Gibert/Grenard/Acchiardi/Gauvet/Rollet
InDOLPHYlités
Clément Gibert (cl, bcl, as), Guillaume Grenard (tp, flh, fl), Mélissa Acchiardi (vib), Christophe Gauvet (b), Christian Rollet (dms)
Label / Distribution : ARFI
Pour certains, c’est un acte fondateur, un passage obligé. Pour d’autres c’est une madeleine, qui mérite mieux que du tilleul. L’album Out to Lunch du quintet d’Eric Dolphy est un disque sacré, avant d’être un sacré disque : il n’y a qu’à voir, de Willem Breuker à Aki Takase, combien de grands musiciens de jazz contemporain se sont réapproprié la ligne brisée et chaloupée de « Hat and Beard », la silhouette de Thelonious Monk dessinée par Dolphy et le vibraphone de Bobby Hutcherson. Rare sont ceux, en revanche, qui se sont attaqués à l’album en entier, à la virtuosité nerveuse de « Gazzelloni » ou au blues éreinté de « Straight Up and Down », surtout lorsqu’il est porté comme ici par la trompette pleine de limaille de Guillaume Grenard, chahuté par l’orchestre comme au centre d’un cortège qui reprend vie à mesure qu’il déambule. Il en existe deux : Otomo Yoshihide avec son New Jazz Orchestra, iconoclaste et frénétique, et cette célébration organisée par les musiciens de l’ARFI, joyeux fauteurs de troubles et d’InDOLPHYlités bien pardonnables, tant les limites du terrain de jeu paraissaient ouverts à tout vent dès 1964.
C’est a priori une sacrée gageure à laquelle se livrent le clarinettiste Clément Gibert et ses compagnons dans cette relecture libre, qui est plus qu’un jeu des sept différences. Bien sûr, sur « Hat and Beard », suivant la ligne de basse très souple de Christophe Gauvert, habitué de la Table de Mendeleiev, on se retrouve en terrain connu. Mais il suffit d’une légère inflexion rythmique de Christian Rollet à la batterie pour qu’on franchisse un univers parallèle, où la trompette de Grenard s’écharpe avec la clarinette basse sous le carillon abstrait de Mélissa Acchiardi qu’on avait eu plaisir à découvrir dans le Very Experimental Toubifri Orchestra. On est clairement dans l’univers de Dolphy, dans son sillage même, mais les musiciens de l’ARFI jouent avec les codes et poussent très loin les partis pris de Dolphy. Ainsi dans « Gazzelloni », la grande rigueur rythmique de l’orchestre se montre dans ses atours les plus crus, avec la construction complexe qui lie la contrebasse et la batterie.
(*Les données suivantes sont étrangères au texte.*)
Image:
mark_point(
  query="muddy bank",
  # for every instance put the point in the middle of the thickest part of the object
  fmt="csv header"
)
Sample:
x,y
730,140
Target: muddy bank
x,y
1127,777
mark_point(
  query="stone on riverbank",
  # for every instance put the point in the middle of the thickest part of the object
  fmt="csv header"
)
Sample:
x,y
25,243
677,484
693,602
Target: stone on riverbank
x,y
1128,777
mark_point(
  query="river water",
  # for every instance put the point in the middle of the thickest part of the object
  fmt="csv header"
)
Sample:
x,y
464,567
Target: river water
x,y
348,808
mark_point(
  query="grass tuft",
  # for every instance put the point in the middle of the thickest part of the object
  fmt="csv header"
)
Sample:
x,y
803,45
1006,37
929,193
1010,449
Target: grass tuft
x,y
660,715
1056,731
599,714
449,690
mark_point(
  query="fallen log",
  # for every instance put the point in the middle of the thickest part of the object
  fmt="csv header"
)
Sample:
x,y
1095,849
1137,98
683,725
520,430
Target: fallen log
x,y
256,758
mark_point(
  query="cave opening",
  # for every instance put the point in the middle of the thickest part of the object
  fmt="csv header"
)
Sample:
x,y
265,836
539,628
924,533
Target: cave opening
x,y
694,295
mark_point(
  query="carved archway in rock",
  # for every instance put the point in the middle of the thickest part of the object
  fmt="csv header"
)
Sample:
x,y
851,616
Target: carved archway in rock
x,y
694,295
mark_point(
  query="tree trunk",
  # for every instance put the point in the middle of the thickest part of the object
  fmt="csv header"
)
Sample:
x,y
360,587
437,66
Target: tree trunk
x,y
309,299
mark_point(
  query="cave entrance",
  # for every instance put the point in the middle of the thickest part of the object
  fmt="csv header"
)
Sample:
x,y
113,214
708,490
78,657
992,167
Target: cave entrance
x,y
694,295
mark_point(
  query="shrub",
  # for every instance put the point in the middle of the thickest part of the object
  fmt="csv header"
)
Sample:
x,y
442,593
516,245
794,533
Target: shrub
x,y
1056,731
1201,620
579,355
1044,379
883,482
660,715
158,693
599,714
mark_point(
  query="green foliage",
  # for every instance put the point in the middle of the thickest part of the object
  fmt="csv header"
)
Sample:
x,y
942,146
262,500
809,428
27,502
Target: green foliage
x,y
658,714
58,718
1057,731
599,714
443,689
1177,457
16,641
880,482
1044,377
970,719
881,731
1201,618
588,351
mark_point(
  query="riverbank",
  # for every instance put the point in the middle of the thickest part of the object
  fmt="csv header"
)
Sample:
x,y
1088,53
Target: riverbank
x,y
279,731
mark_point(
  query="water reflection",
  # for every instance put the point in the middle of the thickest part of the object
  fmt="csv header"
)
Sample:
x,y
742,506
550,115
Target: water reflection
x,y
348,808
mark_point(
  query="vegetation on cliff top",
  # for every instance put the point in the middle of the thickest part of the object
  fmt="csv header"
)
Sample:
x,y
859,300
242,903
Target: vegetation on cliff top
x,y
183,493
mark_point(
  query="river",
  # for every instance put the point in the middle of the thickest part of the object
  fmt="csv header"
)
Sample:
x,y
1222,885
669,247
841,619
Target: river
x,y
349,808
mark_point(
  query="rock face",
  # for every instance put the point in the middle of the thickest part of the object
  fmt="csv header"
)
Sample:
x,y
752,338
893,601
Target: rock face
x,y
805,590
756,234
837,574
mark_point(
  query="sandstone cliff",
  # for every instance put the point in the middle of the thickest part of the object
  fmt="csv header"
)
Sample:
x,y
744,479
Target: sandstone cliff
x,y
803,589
Clément Gibert notamment aborde cette musique en montrant délibérément les coutures, comme pour mieux s’enrichir de son indépassable modernité.
Non que les musiciens de l’ARFI s’en tiennent à une simple relecture ; ce serait mal connaître le fumet des marmites infernales. Alors dans « Damné soit le premier », joli morceau de Gibert qui signe avec Grenard les œuvres tangentielles de ce très bel album, c’est comme si la musique de Dolphy avait infusé celle des Rhône-alpins. Encore une fois la madeleine, mais davantage plongée dans la Verveine du Velay, pour lui donner du goût ! C’est dans la rouerie de ces extensions que ce niche toute la science de l’ARFI, des éclats collectifs colemaniens aux diffractions joliment kaléidoscopiques de « Out to Punch » où les motifs tracés par le vibraphone de Melissa Acchiardi, les tambours de Rollet et la trompette vaguement goguenarde de Grenard, sont autant d’indices d’une parfaite hybridation. Certains repas sont plus marquants que d’autres, et pour trouver des pauses-déjeuner aussi roboratives que cet InDOLPHYlités, il faudra longtemps se coucher de bonne heure. La madeleine, encore.